A loading crane straddles a freight rail track at Transnet’s container handling terminal at City Deep inland port in Johannesburg. Picture: BLOOMBERG
A loading crane straddles a freight rail track at Transnet’s container handling terminal at City Deep inland port in Johannesburg. Picture: BLOOMBERG

Rail monopoly Transnet, whose CEO is under fire for his role in a questionable locomotives deal, has had to sweet-talk lenders holding R15.8bn of its debt after a qualified audit on its 2018 results triggered a credit default.

In its agreement with the lenders, a qualified audit gives lenders the right to call in those loans, immediately.

Despite SA’s sovereign downgrade to junk status by ratings agencies S&P Global and Fitch, Transnet, which also controls SA’s ports and fuel pipelines, has managed to keep a stand-alone investment-grade credit rating.

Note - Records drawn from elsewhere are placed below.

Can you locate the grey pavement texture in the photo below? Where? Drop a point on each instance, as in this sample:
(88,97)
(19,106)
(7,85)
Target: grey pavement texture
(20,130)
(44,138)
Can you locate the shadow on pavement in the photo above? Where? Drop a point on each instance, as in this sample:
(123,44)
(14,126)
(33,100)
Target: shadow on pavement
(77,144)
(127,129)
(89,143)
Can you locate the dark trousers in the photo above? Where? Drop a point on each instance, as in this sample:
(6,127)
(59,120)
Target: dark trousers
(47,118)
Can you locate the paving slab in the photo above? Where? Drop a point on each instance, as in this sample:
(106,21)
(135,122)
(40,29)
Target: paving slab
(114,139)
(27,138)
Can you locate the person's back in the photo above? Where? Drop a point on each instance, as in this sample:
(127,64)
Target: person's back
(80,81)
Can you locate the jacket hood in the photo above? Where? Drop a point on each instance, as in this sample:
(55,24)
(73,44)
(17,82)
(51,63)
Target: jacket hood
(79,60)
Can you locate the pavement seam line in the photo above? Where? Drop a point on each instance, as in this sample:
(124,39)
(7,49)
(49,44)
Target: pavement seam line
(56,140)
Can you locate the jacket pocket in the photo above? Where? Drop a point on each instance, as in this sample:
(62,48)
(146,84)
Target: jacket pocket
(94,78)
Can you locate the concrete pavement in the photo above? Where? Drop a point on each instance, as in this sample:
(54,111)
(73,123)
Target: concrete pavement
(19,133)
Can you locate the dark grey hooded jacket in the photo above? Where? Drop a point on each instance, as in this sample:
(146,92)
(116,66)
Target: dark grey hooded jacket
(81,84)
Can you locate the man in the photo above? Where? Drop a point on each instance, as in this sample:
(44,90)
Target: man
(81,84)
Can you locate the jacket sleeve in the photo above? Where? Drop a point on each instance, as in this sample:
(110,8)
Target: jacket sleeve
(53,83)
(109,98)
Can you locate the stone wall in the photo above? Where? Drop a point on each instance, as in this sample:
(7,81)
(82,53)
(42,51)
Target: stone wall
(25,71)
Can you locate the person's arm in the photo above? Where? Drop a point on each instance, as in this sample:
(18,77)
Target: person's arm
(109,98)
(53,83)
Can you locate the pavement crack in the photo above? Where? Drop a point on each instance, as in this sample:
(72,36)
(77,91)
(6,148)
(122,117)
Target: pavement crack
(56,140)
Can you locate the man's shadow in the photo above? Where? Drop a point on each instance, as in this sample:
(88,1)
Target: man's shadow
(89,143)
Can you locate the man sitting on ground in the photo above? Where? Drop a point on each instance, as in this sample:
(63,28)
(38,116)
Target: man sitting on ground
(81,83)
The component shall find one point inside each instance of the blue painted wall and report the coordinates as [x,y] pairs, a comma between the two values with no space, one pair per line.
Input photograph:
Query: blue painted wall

But it needs to maintain a good relationship with its lenders if it is to complete a planned R164bn investment programme over the next five years.

Transnet’s former CEO Brian Molefe and former CFO Anoj Singh have been deeply implicated in corrupt deals with the Gupta family, and the state-owned entity said it had uncovered R8.1bn in irregular expenditure going back to 2005 — R800m of that incurred in the past financial year to end-March.

The spending related to the “deterioration of key supply chain controls”, Transnet said.

But CEO Siyabonga Gama, who is fighting for his life at the company after being served with a suspension notice last week, said Transnet’s engagements with its backers had been “positive” and that “to date, none of the lenders have indicated they would be pulling any of their credit lines”, citing Transnet’s positive cash flow.

To the surprise of some, Gama, who took home R8.1m in guaranteed pay and a further R7.5m in short-and long-term incentives in 2018, presented Transnet’s financial results on Monday — the deadline set by the board for him to give reasons why he should not be suspended.

In its results, Transnet admitted there had been “lapses” in “financial discipline” and that overall corporate governance was “inadequate”. It said procurement issues had knocked its ability to attract investment.

“A corrective plan has been defined and it will be presented to the board for their approval and we have got a number of initiatives and processes that will be in place,” acting CFO Mohammed Mahomedy told Bloomberg.

Chief procurement officer Thamsanqa Jiyane and supply chain manager Lindiwe Mdletshe were also served with suspension notices. A 2017 probe by law firm Werksmans found that Gama, Molefe and various Gupta associates could have breached the Public Finance Management Act in relation to the purchase of 1,064 locomotives from General Electric, Bombardier Transport, China South Rail and China North Rail.

In the year to end-March, Transnet’s loans stood at R122.5bn, with gearing — which measures the extent to which the company’s activities are funded by its own funds relative to debt — of 43.4%.

Still, cash flows from operating activities slid 8.5% to R22.9bn and it ended the year with total cash of R4.4bn — a drop of almost 32%.

Revenue for the year grew 11.3% to R72.9bn, notwithstanding that the biggest contributors to its freight rail posted single-digit volume growth. General freight volumes were up 3.1%, railed export coal grew 4.3% and automotiove and container volumes were up 6.5%. Earnings before interest, tax, depreciation and amortisation rose 18% to R32.5bn.